I used to walk through life in a constant state of mourning. I did not know how to live until a special person, my photography instructor and mentor, Morrie Camhi, a great humanist, awakened me. For the first time in my life I felt understood by another human being. My wish to be known by him resulted in an outpouring of self-portraits. I wanted to tell him my story, explain my constant sadness, my awkward, inadequate behavior. Inhibited and inarticulate, I found a way through photographs, to express long-stored inner turmoil.

With these images I expose feelings of guilt and victimization. Feelings acquired from the horrors of my childhood in Germany during WW II, the loss of my beloved father on the Russian Front, the dangerous and well kept secret of my mother’s Jewish background and personal emotional crises. Creating self-images became therapy, exorcism. Many of the images portray my heartache about my son’s mental illness. The sledgehammer diagnosis of his schizophrenia, my denial of it. My way of coping with the help of alcohol as an anesthesia.." The Diagnosis " "Denial" " Anesthesia" "The Escape"

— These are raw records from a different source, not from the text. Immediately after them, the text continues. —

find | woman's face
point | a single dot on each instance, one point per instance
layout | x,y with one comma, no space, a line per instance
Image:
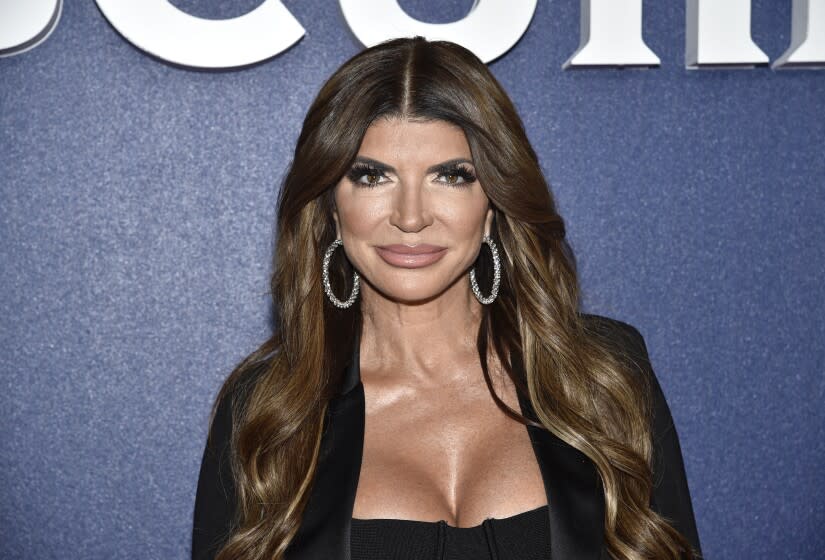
411,212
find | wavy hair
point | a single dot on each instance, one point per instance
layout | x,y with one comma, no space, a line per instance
580,389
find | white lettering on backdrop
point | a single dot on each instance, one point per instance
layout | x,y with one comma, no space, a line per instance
161,29
717,31
26,24
807,36
611,35
490,29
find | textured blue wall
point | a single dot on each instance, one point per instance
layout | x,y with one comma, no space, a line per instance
136,225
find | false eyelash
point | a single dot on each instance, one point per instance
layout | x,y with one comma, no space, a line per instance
459,170
360,169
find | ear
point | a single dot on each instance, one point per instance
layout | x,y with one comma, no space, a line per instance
335,219
488,221
337,225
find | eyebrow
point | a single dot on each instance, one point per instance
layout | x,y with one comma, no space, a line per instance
432,169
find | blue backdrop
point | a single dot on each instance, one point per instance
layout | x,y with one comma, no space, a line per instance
136,220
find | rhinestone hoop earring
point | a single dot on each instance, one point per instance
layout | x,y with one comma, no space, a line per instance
496,275
328,287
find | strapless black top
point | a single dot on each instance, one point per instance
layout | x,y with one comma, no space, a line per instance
524,536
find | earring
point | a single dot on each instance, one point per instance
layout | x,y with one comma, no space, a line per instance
328,287
496,275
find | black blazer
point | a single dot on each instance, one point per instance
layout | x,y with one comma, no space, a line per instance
576,502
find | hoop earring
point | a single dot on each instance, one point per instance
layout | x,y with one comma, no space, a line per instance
328,287
496,275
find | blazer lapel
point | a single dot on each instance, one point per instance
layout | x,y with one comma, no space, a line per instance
574,494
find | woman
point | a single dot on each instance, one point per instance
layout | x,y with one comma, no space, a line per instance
432,390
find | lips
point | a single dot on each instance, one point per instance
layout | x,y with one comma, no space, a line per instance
415,256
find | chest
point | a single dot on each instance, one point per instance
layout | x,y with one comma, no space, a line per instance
445,454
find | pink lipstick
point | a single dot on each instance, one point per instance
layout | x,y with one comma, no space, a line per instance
411,256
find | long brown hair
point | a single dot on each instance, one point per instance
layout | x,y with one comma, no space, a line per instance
578,388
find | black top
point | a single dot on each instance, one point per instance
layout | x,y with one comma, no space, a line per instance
575,512
524,536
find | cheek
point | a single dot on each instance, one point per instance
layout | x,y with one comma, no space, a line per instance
358,216
465,217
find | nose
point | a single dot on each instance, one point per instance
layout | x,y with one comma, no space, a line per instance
411,211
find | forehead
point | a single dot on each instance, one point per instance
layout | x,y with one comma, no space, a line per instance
396,140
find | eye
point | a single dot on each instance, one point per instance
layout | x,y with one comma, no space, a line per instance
366,175
455,175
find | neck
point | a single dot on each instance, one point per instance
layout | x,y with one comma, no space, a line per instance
421,341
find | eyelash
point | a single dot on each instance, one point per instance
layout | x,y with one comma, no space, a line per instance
360,169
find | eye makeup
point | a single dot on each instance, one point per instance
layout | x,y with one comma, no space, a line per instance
457,169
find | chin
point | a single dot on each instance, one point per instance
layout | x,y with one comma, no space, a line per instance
410,292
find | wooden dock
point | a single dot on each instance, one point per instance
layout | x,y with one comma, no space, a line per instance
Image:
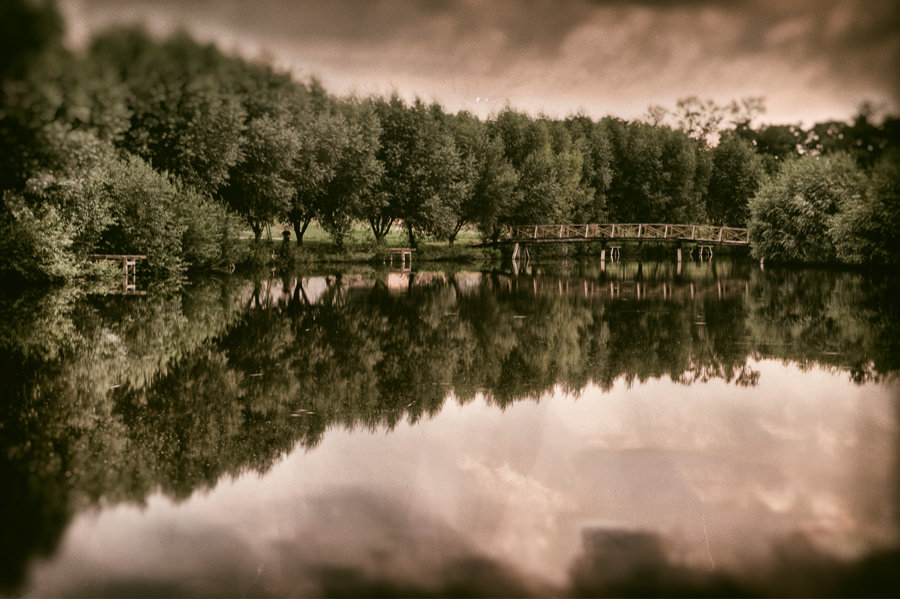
129,267
405,255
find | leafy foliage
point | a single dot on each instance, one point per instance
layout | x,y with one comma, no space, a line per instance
791,213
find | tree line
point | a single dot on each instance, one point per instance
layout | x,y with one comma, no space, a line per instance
167,148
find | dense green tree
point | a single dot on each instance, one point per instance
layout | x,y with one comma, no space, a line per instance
487,180
548,167
357,171
421,171
322,140
737,172
867,227
185,117
659,174
259,186
596,171
791,213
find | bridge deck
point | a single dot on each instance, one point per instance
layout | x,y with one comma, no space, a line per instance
708,234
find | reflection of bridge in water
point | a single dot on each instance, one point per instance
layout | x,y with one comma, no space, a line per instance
628,289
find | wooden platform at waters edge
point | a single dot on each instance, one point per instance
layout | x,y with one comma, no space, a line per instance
129,267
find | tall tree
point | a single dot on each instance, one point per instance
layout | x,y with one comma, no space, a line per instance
421,167
737,172
259,186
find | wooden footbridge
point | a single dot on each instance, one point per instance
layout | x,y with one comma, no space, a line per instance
701,237
705,234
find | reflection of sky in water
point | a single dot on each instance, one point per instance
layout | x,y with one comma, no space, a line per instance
724,478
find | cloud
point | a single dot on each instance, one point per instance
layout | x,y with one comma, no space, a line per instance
812,59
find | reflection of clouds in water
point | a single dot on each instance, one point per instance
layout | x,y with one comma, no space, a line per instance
744,478
528,514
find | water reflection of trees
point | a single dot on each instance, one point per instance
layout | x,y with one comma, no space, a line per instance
109,399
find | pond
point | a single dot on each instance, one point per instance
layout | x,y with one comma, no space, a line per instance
645,429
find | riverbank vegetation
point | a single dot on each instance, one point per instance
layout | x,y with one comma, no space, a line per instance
168,148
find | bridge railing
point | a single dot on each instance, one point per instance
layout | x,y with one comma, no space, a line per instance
699,233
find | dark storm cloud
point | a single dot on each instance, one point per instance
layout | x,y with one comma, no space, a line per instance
810,58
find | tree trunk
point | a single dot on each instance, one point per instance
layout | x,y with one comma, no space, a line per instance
299,229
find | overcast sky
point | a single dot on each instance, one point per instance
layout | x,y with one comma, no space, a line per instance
811,59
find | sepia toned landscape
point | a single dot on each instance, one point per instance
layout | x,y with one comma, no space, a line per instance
457,298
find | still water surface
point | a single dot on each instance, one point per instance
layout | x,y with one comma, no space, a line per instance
721,430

A flower bouquet sent to me on Mothers’ Day found me analyzing the children’s school pictures, searching for answers. Where did I go wrong? Did I cause the illness? "Mother’s Day." In "September 18 " I observed myself sitting in paralyzing devastation by yet another hospitalization for David. Frightened to face the mutilation of a mastectomy, I focused the lens on the ugly scar and so was finally able to accept it when the image slowly developed in the darkroom. "Mutilation."

"The Poem " was inspired by a sacred gift, an experience that affected me deeply, a love poem from a woman, an awareness that love has no boundaries.

There were the joyous times but I never had a desire to portray them, instead I was driven to explore my sorrows and torments. It gave me a sense of inner order and peace.